CASTRO, Carla. Emília Freitas. In: CASTRO, Carla. Resquícios de Memória: Dicionário Biobibliográfico de Escritoras e Ilustres Cearenses do Século Dezenove. Fortaleza: Expressão Gráfica e Editora, 2019.

DUARTE, Constância Lima. Feminismo e Literatura no Brasil In: Estudos Avançados. vol.17, no.49. São Paulo Set. /Dec. 2003.

CANDIDO, Antônio. Literatura e vida social. In: Literatura e Sociedade. Rio de Janeiro: Ouro sobre azul, 2019, p. 27-50.

KETTERER, Valérie. Mulheres de Letras no Ceará (1880—1925): Dos Escritos à cena pública. In: Revista de Letras. Vol. 18, nª 02, 1996.

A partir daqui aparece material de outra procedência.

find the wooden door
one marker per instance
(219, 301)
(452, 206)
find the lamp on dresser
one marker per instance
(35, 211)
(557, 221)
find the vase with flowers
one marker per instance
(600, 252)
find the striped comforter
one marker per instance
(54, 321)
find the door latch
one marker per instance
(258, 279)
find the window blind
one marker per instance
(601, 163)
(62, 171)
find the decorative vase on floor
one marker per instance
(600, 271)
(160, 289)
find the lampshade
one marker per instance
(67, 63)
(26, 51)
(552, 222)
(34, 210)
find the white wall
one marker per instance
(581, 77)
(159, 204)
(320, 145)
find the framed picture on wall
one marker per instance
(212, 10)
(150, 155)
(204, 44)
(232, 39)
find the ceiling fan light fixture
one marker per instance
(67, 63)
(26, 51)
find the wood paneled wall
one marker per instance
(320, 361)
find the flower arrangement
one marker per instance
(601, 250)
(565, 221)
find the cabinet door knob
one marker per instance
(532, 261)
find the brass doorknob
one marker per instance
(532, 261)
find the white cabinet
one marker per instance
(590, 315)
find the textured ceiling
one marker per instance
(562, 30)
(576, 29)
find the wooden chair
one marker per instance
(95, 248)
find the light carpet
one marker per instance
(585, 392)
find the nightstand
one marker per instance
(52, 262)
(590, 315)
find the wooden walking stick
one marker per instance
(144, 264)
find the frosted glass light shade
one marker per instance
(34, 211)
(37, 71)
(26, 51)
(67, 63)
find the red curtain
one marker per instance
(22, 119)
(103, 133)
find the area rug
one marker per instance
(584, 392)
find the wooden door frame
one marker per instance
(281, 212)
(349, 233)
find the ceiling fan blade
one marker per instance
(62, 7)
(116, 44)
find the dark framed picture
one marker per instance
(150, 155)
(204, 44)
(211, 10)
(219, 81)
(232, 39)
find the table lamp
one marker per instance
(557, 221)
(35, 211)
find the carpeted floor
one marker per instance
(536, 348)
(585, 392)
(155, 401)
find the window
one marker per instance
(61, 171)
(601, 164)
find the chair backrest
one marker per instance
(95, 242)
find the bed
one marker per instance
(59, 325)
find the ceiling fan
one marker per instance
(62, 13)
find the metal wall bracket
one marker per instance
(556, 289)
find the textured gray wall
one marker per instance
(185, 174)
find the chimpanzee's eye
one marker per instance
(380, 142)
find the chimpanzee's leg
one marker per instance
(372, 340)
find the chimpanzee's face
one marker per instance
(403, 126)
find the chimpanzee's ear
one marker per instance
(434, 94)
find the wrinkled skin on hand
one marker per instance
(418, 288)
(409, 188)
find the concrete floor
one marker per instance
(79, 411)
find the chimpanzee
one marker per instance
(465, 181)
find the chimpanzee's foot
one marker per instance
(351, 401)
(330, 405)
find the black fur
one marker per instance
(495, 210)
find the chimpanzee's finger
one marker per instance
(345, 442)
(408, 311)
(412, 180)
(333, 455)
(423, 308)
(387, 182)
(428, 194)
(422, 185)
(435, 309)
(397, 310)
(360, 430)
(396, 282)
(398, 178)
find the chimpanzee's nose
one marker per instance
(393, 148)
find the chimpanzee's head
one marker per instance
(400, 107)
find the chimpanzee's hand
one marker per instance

MARQUES, Rodrigo. Literatura cearense: outra história. Fortaleza: Dummar, 2018.

MEIRELES, Alexander. O fantástico ignoto de uma rainha. In: FREITAS, Emília. A Rainha do Ignoto. São Caetano do Sul: Wish, 2020. 

OLIVEIRA, Alcilene Cavalcante de. Uma escritora na periferia do Império: vida e obra de Emília Freitas (1855-1908). Tese de Doutorado. Belo Horizonte: UFMG, 2007.

PERROT, Michelle. Minha história das mulheres. Tradução de Angela M. S. Côrrea. São Paulo: Contexto, 2019.

Comentários

  1. Análise e apresentação muito profunda (ainda mais com esse chamamento/convite ao final). Muito pertinente. Adorei!

    Procurem conhecer e ler obras de autoras que sofreram com esse "memorícidio".
    Como graduada em Letras Português, é triste perceber o quanto conceitos e generalizações têm encaixotado escritoras e escritores, negando as particularidades de suas estéticas e de suas produções.